When the stock market swooned between 2000 and 2002, the Federal Reserve repeatedly cut short-term interest rates, until the “fed funds rate” reached its nadir at 1 percent in June 2003. Cash-like investments, such as money market funds, bank savings accounts and short-term certificates of deposit, were directly impacted by these changes. When the fed funds rate dropped to 1 percent, yields on safe, cash-like investments fell to levels barely above zero.
Yield-hungry investors searched for ways to improve these meager yields, and Wall Street rode to the rescue with “enhanced yield” offerings. Unlike money market funds, the enhanced yield funds were actually ultra-short bond funds. These funds were held out as a way to earn perhaps 1 or 2 percent more than a money fund with little additional risk and stable share values. Very popular, by 2007, enhanced yield funds (taken together) counted about $850 billion in assets.
For four years, enhanced yield funds performed about as expected. But a funny thing happened on the way to the subprime mortgage crisis. Beginning in the summer of 2007, difficulties in the complex securities that had helped fuel the housing bubble exposed enhanced yield funds for the high-risk vehicles they really were.
The term “ultra-short” refers to the duration of these bond funds. “Duration” is a term of art that refers to how long it takes an investor to receive all the cash flow from a bond, including both interest and repayment of principal. For example, a newly issued bond with a 6 percent yield that pays interest every six months until it matures in 10 years works out to have a duration of 7.7 years, while the same bond with a one-year maturity has a duration of just under 1 year. The greater the duration, the greater the interest rate risk the bond buyer takes on.
In the world of bond funds, a short-term fund would typically have a duration between 1 and 3 years and would be considered to have low interest rate risk. The enhanced yield ultra-short funds typically kept their durations well below one year, with the idea that interest rate risk would be nearly nonexistent.

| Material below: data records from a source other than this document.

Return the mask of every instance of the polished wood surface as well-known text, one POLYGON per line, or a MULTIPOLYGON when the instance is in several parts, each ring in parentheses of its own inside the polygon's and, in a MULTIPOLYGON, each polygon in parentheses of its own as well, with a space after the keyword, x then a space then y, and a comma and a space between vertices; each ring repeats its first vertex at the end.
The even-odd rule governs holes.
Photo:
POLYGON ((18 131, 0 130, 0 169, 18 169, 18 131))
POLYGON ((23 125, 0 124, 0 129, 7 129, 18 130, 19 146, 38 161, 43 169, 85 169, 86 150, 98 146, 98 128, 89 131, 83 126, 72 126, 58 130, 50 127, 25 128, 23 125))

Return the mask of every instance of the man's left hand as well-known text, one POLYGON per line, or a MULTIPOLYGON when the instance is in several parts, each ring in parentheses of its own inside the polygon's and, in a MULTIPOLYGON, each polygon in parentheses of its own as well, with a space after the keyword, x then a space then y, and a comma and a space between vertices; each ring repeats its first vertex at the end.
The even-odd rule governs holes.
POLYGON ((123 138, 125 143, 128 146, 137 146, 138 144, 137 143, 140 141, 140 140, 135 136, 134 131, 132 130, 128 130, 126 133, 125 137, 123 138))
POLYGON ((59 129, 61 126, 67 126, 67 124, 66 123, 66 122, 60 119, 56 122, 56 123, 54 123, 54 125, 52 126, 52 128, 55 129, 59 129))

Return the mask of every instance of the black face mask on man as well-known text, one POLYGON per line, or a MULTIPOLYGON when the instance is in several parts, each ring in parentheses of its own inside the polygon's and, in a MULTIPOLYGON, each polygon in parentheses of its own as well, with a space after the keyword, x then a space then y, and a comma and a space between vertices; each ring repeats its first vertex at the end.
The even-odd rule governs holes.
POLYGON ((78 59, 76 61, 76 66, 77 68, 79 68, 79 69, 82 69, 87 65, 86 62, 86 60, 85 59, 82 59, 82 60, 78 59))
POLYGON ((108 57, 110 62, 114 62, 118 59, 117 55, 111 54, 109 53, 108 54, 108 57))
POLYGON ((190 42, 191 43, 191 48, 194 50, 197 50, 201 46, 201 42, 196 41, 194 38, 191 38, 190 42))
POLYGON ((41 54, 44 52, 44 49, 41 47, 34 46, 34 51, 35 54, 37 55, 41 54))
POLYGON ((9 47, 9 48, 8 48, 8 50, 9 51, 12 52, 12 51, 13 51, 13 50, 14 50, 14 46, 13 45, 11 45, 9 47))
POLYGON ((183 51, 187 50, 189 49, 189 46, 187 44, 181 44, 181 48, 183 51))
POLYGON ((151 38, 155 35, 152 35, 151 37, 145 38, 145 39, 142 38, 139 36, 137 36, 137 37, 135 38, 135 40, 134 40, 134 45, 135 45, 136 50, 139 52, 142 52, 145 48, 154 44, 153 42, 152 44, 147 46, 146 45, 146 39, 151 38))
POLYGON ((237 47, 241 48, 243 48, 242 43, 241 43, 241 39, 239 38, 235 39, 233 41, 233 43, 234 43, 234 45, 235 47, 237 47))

Traditional bonds are beautifully simple, in that their investment characteristics are highly mathematical. One can predict that a portfolio of straight bonds with a duration of, say, 5 years, will decline 5 percent in value for each 1 percent rise in prevailing interest rates. Conversely, the value of that same portfolio will rise about 5 percent for each 1 percent decline in prevailing interest rates.
Unfortunately, the enhanced yield folks turned the duration-value principal on its head. Instead of buying short-term straight bonds, they loaded up on very long-term floating rate bonds, ones whose interest rates reset typically every three months. Theoretically, these floating rate bonds were supposed to have the same duration as bonds maturing in three months, barely responding to changes in interest rates. To make everyone feel better, enhanced yield funds managed to include enough bonds rated highly by agencies, such as Standard & Poor’s and Moody’s, to say their portfolios were solid investment grade.
Over the past nine months, the news for enhanced yield funds has been almost unremittingly bad.
Last fall, Federated Investors, one of the larger money market fund operators, had to bail out its Enhanced Reserve fund. General Electric Asset Management’s Enhanced Cash Fund, with about $5 billion in assets, offered to redeem shares at $0.96 on the $1.
One of the most highly visible enhanced yield funds is the Schwab Yield Plus Fund, widely held by individual investors. Begun at the end of 1999, Yield Plus was well positioned for the surge of assets that began in 2003. And by last summer, investors had poured more than $13 billion into the fund. Since July, the share price, which was supposed to be stable, has plunged from $9.70 to $8.89 per share. As this column is being written, assets in Yield Plus have shrunk to less than $6 billion.
Being a publicly traded mutual fund, Yield Plus must redeem its shares at their net asset value on a daily basis. As credit worries erupted last summer, savvy investors looked carefully into the Yield Plus portfolio and didn’t like what they saw. The portfolio was dominated by illiquid bonds of questionable credit quality with maturities ranging to 40 years and more. Worse, the fund was locked into securities with interest rate reset terms that are significantly less favorable for investors than similar publicly traded, high-credit-quality issues today. At this time, there simply is no market for much of what Yield Plus holds.
Investors began to pull their money out of Yield Plus in a big way. In a late January conference call, the fund manager indicated that redemptions were running $25 million to $30 million a day.
This puts Yield Plus in a difficult bind. Because they’re required to redeem shares daily on demand, they must value their illiquid holdings every day where no actual market exists to set those values. If the securities are overvalued, investors seeking to redeem shares will be paid more out of the fund’s cash holdings, leaving the remaining shareholders holding overvalued assets. If the securities are undervalued, the published net asset value of the fund will fall further, inducing more investors to redeem their shares.
As sizable redemptions occur, the remaining fund portfolio becomes ever more concentrated in illiquid, longer-term, lower credit quality, poorer-yielding bonds. Fund performance suffers, which then induces more investors to cash out.
What’s happened to Yield Plus and other enhanced yield funds is akin to a slow motion bank run, when depositors are worried they won’t get back their deposits. Nobody wants to be last out the door. Yield Plus’ survival is an open question.